Toni Locy, formerly of USA Today, was found in contempt recently by a federal judge for refusing to reveal her confidential sources for a story about Steven Hatfill, the bioweapons scientist who is suing the government for naming him a “person of interest” in the 2001 anthrax cases. Former Attorney General John Ashcroft himself named Hatfill at a press conference, but whatever case the government was trying to build fell apart. Hatfill was never charged with anything. He has every legal right to sue the government and pursue his case. Hatfill’s lawyers feel forcing Locy to violate confidentiality will somehow further their case. They are pressing the issue for one simple reason: they can. There is no legal protection on confidentiality for journalists in federal court. They are not concerned with journalists’ ethical code; they just want to win. Would Hatfill’s lawyers try to force other lawyers to abandon attorney-client privilege? They wouldn’t think of it.
But Locy faces jail time and steep fines. U.S. District Court Judge Reggie Walton even tried to forbid USA Today from paying those fines. An appeals court overruled him, thankfully, but the fact that Locy is in this position at all is appalling. Similar cases have popped up in federal courts in Washington, D.C., Illinois, California, and elsewhere.

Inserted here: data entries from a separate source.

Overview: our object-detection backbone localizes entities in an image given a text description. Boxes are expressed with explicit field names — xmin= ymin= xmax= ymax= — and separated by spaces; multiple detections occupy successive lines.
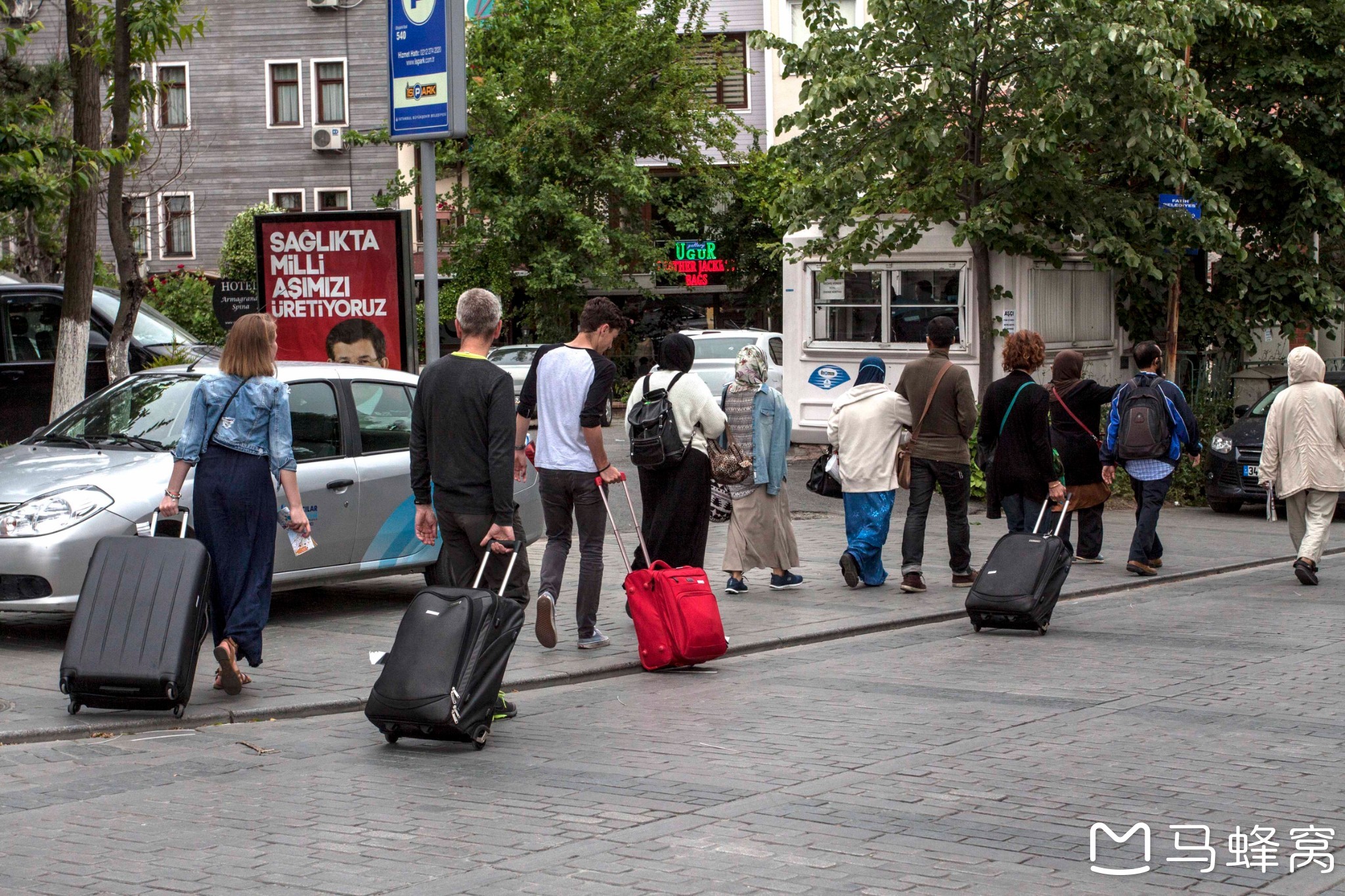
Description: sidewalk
xmin=0 ymin=502 xmax=1329 ymax=743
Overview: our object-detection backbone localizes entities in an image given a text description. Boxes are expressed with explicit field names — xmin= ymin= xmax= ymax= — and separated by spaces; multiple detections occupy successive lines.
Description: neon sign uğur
xmin=659 ymin=240 xmax=734 ymax=286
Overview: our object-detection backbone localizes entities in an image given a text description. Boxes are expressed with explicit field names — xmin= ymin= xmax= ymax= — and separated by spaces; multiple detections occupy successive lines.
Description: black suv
xmin=1205 ymin=371 xmax=1345 ymax=513
xmin=0 ymin=284 xmax=199 ymax=443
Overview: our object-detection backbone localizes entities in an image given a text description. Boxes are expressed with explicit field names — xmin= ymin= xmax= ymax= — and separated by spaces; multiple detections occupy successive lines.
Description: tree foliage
xmin=762 ymin=0 xmax=1259 ymax=387
xmin=439 ymin=0 xmax=738 ymax=335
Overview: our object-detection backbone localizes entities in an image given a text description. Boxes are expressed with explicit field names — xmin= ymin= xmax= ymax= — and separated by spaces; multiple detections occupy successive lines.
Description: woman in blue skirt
xmin=827 ymin=356 xmax=910 ymax=588
xmin=159 ymin=314 xmax=309 ymax=696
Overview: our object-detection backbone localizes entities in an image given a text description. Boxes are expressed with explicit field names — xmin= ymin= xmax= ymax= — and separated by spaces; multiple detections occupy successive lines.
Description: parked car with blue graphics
xmin=0 ymin=362 xmax=542 ymax=612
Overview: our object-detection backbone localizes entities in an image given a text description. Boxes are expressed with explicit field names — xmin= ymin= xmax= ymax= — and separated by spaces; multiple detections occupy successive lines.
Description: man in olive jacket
xmin=897 ymin=317 xmax=977 ymax=594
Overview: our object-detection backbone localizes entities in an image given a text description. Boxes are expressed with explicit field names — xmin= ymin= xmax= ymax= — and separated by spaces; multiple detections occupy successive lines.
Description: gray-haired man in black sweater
xmin=412 ymin=289 xmax=530 ymax=618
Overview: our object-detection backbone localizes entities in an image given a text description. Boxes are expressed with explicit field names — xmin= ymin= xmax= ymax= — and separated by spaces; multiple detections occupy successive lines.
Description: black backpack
xmin=625 ymin=372 xmax=688 ymax=470
xmin=1116 ymin=376 xmax=1173 ymax=461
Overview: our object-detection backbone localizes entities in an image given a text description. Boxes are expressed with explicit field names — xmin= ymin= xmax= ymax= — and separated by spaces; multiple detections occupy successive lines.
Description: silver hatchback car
xmin=0 ymin=362 xmax=542 ymax=612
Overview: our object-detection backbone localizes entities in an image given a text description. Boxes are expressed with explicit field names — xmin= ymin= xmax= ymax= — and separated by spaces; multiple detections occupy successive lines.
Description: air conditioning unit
xmin=313 ymin=125 xmax=342 ymax=152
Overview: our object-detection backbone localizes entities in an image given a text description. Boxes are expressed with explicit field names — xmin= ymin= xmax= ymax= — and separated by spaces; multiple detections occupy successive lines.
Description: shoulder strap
xmin=1050 ymin=385 xmax=1101 ymax=447
xmin=200 ymin=376 xmax=252 ymax=454
xmin=910 ymin=362 xmax=952 ymax=442
xmin=1000 ymin=380 xmax=1032 ymax=435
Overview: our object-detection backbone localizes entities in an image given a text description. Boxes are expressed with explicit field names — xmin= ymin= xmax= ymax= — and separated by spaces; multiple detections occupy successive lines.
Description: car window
xmin=47 ymin=373 xmax=199 ymax=447
xmin=349 ymin=381 xmax=412 ymax=454
xmin=5 ymin=295 xmax=60 ymax=362
xmin=694 ymin=336 xmax=756 ymax=362
xmin=289 ymin=383 xmax=344 ymax=461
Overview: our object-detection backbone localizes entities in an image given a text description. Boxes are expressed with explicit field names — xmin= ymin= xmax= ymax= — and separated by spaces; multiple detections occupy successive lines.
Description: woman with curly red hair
xmin=978 ymin=330 xmax=1065 ymax=532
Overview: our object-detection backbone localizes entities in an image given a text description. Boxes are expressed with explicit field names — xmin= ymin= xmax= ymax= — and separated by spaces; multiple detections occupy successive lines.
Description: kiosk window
xmin=812 ymin=267 xmax=963 ymax=345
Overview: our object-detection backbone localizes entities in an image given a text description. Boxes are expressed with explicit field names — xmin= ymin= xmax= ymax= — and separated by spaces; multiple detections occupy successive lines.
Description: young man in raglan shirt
xmin=514 ymin=298 xmax=625 ymax=650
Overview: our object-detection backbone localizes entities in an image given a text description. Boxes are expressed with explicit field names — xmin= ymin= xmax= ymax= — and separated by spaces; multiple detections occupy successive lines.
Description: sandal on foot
xmin=215 ymin=638 xmax=244 ymax=697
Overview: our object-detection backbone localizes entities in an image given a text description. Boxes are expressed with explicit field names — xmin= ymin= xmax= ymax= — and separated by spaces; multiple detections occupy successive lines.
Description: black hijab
xmin=659 ymin=333 xmax=695 ymax=373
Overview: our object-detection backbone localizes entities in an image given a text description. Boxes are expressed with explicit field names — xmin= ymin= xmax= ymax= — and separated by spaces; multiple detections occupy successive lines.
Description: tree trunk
xmin=971 ymin=240 xmax=997 ymax=400
xmin=108 ymin=0 xmax=145 ymax=383
xmin=51 ymin=0 xmax=102 ymax=419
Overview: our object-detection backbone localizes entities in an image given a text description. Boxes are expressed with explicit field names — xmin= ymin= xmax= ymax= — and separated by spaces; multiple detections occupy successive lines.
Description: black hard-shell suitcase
xmin=364 ymin=542 xmax=523 ymax=750
xmin=60 ymin=512 xmax=209 ymax=719
xmin=967 ymin=496 xmax=1074 ymax=634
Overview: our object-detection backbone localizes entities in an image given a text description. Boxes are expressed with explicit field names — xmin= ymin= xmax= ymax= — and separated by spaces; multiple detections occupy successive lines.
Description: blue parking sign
xmin=387 ymin=0 xmax=467 ymax=141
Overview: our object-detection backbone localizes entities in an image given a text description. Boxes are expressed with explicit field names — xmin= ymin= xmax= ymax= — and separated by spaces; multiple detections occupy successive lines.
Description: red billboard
xmin=255 ymin=211 xmax=416 ymax=371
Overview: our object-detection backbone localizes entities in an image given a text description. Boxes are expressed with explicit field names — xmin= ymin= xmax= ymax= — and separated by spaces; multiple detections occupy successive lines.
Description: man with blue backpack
xmin=1099 ymin=343 xmax=1201 ymax=576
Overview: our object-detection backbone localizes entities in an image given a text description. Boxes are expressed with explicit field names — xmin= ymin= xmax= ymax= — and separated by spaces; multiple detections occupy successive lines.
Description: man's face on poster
xmin=330 ymin=339 xmax=387 ymax=367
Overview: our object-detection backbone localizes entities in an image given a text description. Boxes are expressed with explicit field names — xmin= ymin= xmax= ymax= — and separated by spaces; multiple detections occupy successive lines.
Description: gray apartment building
xmin=26 ymin=0 xmax=397 ymax=271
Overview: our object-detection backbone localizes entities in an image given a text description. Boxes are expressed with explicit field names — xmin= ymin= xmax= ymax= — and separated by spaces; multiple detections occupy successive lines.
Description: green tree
xmin=439 ymin=0 xmax=739 ymax=336
xmin=760 ymin=0 xmax=1256 ymax=393
xmin=219 ymin=203 xmax=285 ymax=282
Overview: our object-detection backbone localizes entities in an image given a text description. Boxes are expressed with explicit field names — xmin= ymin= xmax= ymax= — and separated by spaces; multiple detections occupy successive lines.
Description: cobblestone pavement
xmin=0 ymin=559 xmax=1345 ymax=896
xmin=0 ymin=427 xmax=1345 ymax=743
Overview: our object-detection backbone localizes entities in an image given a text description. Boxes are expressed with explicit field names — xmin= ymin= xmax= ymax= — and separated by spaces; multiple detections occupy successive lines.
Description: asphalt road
xmin=0 ymin=557 xmax=1345 ymax=896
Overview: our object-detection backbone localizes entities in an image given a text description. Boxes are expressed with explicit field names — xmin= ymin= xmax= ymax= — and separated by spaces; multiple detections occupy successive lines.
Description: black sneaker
xmin=1294 ymin=559 xmax=1317 ymax=584
xmin=841 ymin=551 xmax=860 ymax=588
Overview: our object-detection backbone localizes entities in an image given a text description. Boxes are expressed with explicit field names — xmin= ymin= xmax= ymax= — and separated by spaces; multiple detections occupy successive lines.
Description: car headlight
xmin=0 ymin=485 xmax=112 ymax=539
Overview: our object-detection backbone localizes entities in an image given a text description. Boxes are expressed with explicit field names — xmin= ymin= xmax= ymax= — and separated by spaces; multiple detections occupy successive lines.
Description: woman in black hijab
xmin=625 ymin=333 xmax=724 ymax=570
xmin=1046 ymin=349 xmax=1116 ymax=563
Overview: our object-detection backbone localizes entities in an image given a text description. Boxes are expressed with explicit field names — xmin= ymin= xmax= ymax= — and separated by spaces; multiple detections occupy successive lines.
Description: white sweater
xmin=625 ymin=371 xmax=724 ymax=454
xmin=827 ymin=383 xmax=910 ymax=492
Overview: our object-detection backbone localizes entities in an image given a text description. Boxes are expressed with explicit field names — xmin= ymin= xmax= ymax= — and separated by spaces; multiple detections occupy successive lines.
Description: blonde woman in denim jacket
xmin=159 ymin=314 xmax=309 ymax=696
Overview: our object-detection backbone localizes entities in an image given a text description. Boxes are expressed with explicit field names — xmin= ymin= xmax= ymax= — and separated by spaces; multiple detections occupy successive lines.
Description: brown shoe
xmin=215 ymin=638 xmax=244 ymax=697
xmin=901 ymin=572 xmax=925 ymax=594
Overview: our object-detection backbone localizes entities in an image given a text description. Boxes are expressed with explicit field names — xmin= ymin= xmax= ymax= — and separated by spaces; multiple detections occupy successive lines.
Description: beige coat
xmin=1259 ymin=345 xmax=1345 ymax=498
xmin=827 ymin=383 xmax=910 ymax=492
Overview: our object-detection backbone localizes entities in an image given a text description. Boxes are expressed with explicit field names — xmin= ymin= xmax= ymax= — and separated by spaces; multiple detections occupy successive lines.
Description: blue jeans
xmin=1128 ymin=475 xmax=1173 ymax=563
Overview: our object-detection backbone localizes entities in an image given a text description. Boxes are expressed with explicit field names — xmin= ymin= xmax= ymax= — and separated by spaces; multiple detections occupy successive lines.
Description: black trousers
xmin=632 ymin=447 xmax=710 ymax=570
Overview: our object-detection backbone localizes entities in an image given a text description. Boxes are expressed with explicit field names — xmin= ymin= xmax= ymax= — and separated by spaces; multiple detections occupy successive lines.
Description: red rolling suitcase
xmin=597 ymin=473 xmax=729 ymax=672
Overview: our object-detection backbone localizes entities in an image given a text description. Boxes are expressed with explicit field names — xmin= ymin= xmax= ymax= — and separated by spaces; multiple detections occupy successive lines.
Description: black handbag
xmin=808 ymin=447 xmax=845 ymax=498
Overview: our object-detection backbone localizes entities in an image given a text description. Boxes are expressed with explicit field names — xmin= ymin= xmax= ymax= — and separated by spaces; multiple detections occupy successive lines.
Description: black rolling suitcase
xmin=967 ymin=496 xmax=1074 ymax=634
xmin=60 ymin=512 xmax=209 ymax=719
xmin=364 ymin=542 xmax=523 ymax=750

Critics kick around a standard series of questions regarding the creation of a federal shield law. Should journalists be granted shield protections for any story they write, whether about a corrupt politician or the moment’s plummeting celebrity? Who is a journalist, anyway? These are legitimate concerns. But they can be resolved with healthy debate. Another question that gets asked also has an answer: Are we really missing any stories without a federal shield law?
In truth, we don’t know exactly what stories we are missing. But it’s a safe assumption that as the risk of identification increases, fewer sources will come forward, and the public will have less information. Many questions raised about shield laws divert the discussion away from the fundamental point: the shield-law privilege is vital because it makes reporters neutral parties in any legal problems sources may encounter. That is its great function and sole purpose. Sources must know that by coming forth with information, they risk consequences. They will be sought out. However, they must also know that reporters will not reveal their names.
Unlike Judy Miller and Toni Locy and many others through the years, I had shield protection in the Chiquita case. Ohio’s shield law reads:
No person engaged in the work of, or connected with, or employed by any newspaper or any press association for the purpose of gathering, procuring, compiling, editing, disseminating, or publishing news shall be required to disclose the source of any information procured or obtained by such person in the course of his employment, in any legal proceeding, trial, or investigation before any court, grand jury, petit jury, or any officer thereof, before the presiding officer of any tribunal, or his agent, or before any commission, department, division, or bureau of this state, or before any county or municipal body, officer or committee thereof.
Nowhere in the legislation does it state the stories must meet some standard of societal importance. Or that the sources must meet some standard of ethical behavior. It’s a blanket privilege. And Ohio’s legal system has not collapsed since the shield law’s passage, back in 1953.
Of course, the Chiquita fiasco was by no means a simple shield-law case. Prosecutors went looking for chinks in the shield law in part because Mike Gallagher wasn’t just protecting sources. He broke the law. Gannett had no choice but to fire him. Facing prosecution, Gallagher quickly cashed in the only chit he had: he rolled on sources. He pleaded guilty to felonies, received probation, and promptly left journalism.